Puzzle games are the whole wheat pasta of the flash gaming world. They provide you with wholesome, nutritious entertainment that aids mental digestion and contains actual substance that it allows your brain to feast upon, while the empty calories of regular, skills-based games simply give you a short-term entertainment boost that is often stored as fat later on, resulting in player’s guilt at not choosing the healthier option. There are many puzzle games to flex your brain cells in the direction of, with the likes of Electric Box 2 giving you some circuit-based brain exercise. Today’s choice is Splitter Pals, however, and boy is it the choiciest choice you’re likely to choose all day. Instead of basic and direct manipulation of shapes with the mouse, the mechanism action here is to split a variety of wooden shapes in a manner that encourages your ‘pals’ towards the portal located inconveniently across the screen. It’s a big slice of entertainment based on the act of slicing, and you’d better believe it quite literally makes the cut.
The main aim of Splitter Pals is very simple: simply use your mouse to click and drag a line that results in the cutting of any materials that are able to be cut in each level, resulting in a series of physical events that follow the laws of simulated gravity and hopefully result in the successful collecting of all the level’s stars and the ultimate goal of getting your bright yellow ‘pal’ to the exit vortex. The materials that you are able to split are mainly wood, but you can also slice through other pieces of the many contraptions such as wires and ropes, often forming part of a pulley or cam system that results in a complex series of movements that in turn will result in something beneficial if you make the correct cut. You are also limited to the number of cuts you can make in each level, so don’t split hairs, just split the wood in a way that gives you the best result for the smallest number of slices.

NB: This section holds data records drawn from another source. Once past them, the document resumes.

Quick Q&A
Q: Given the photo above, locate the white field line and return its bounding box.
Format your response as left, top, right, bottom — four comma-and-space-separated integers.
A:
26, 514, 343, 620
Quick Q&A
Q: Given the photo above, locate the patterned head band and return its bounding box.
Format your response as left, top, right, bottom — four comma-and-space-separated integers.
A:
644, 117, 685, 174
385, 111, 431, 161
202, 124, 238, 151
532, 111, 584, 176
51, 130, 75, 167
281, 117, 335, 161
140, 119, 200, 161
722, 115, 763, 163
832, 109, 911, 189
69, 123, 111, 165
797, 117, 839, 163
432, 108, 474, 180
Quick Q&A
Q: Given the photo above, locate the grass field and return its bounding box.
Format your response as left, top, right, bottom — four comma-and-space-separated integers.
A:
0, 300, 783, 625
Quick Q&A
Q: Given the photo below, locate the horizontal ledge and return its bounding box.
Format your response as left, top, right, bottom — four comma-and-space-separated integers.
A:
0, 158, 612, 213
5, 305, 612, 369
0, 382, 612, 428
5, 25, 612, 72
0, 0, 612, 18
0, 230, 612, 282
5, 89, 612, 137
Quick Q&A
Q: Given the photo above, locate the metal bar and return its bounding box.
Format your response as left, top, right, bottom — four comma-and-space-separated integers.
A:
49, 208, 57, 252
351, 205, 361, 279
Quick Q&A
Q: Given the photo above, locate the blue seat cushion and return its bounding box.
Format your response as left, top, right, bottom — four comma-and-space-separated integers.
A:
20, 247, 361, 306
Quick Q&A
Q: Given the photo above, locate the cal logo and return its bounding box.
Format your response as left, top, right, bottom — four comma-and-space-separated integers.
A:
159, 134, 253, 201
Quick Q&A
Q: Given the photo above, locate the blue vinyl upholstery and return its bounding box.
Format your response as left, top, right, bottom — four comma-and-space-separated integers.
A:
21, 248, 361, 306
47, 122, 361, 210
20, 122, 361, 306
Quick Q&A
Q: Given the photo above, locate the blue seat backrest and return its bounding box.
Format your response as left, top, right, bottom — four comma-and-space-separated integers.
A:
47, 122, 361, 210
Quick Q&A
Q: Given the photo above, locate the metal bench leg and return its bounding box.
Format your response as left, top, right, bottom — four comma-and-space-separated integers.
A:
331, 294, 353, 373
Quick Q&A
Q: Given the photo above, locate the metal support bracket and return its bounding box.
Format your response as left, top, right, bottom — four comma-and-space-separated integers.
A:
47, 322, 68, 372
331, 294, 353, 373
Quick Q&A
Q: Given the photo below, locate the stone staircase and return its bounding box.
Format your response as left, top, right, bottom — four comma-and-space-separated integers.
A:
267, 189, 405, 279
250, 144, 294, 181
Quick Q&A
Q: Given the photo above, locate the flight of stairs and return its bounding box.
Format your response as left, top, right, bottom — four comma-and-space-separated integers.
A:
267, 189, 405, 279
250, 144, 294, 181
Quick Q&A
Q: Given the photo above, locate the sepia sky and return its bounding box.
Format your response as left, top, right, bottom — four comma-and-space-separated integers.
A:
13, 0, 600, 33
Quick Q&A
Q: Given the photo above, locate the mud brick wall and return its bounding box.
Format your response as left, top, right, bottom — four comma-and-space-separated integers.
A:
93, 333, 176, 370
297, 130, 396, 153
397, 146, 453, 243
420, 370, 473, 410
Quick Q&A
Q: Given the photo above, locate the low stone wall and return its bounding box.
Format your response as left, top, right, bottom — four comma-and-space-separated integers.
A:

It’s unlikely that Splitter Pal’s aesthetic is going to blow anyone’s minds, but it does have a certain level of polish and a fairly unusual style about it, though not quirky enough for it to stand out in today’s collection of increasingly eccentric (often just for eccentricity’s sake) flash-based puzzle games. The physics that hold the game together are pretty solid and the puzzles are challenging enough if you work your way past the introductory levels just like similar games such as Super Stacker 2 designed to be easy enough to allow you to get accustomed to the game without becoming so frustrated that you leave immediately. The whole thing is based on a very simple concept, but you will find the puzzles become increasingly intricate and complex and feel compelled to keep coming back just so you can beat the one level that has been bothering you. This ‘just one more level’ attitude is what makes a success of most games, and Splitter Pals has this very quality, making it thoroughly enjoyable and a fine example of a physics-based puzzle game whose marvellousness we should all revel in.